Immobilier et marchés financiers : deux voies, deux profils de risque
L’investissement immobilier et les placements sur les marchés financiers figurent parmi les alternatives les plus citées pour contrer l’érosion monétaire. Chacun présente des caractéristiques distinctes en matière de rendement, de liquidité et de fiscalité post-2026.
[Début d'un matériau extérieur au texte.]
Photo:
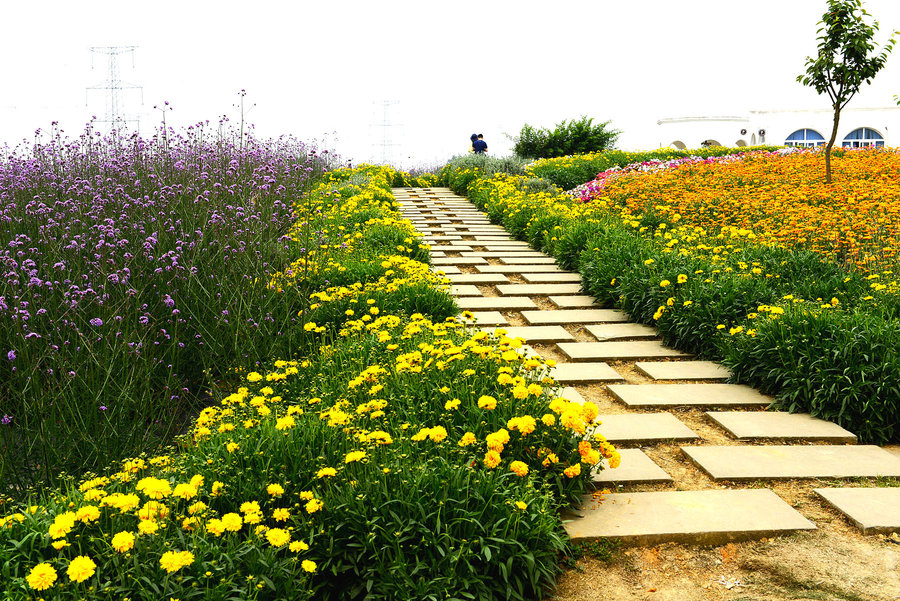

- L’immobilier offre une protection partielle contre l’inflation via l’indexation des loyers, mais suppose un capital initial élevé et des frais de transaction importants en Belgique
- Les marchés financiers (ETF, fonds diversifiés) permettent d’investir à partir de montants modestes, avec une liquidité supérieure, mais sont désormais soumis à la taxe de 10 % au-delà de 10 000 euros de plus-values annuelles
- Les produits d’épargne-pension et d’assurance groupe cumulent avantage fiscal et exonération de la taxe sur les plus-values, mais avec une disponibilité limitée avant l’âge légal
Le choix entre ces supports dépend de l’horizon de placement, du montant disponible et de la tolérance au risque. Aucun ne garantit à lui seul une protection complète contre une inflation qui dépasse régulièrement les prévisions.
L’inflation belge, plus élevée que chez ses voisins et combinée au gel des plafonds fiscaux, redessine la carte de l’épargne. La donnée clé reste celle-ci : tant que le rendement net d’un placement reste inférieur à 3,56 %, le capital perd de la valeur en termes réels. Adapter ses supports en fonction de ce seuil, et non du seul taux nominal affiché par sa banque, constitue le premier arbitrage à poser.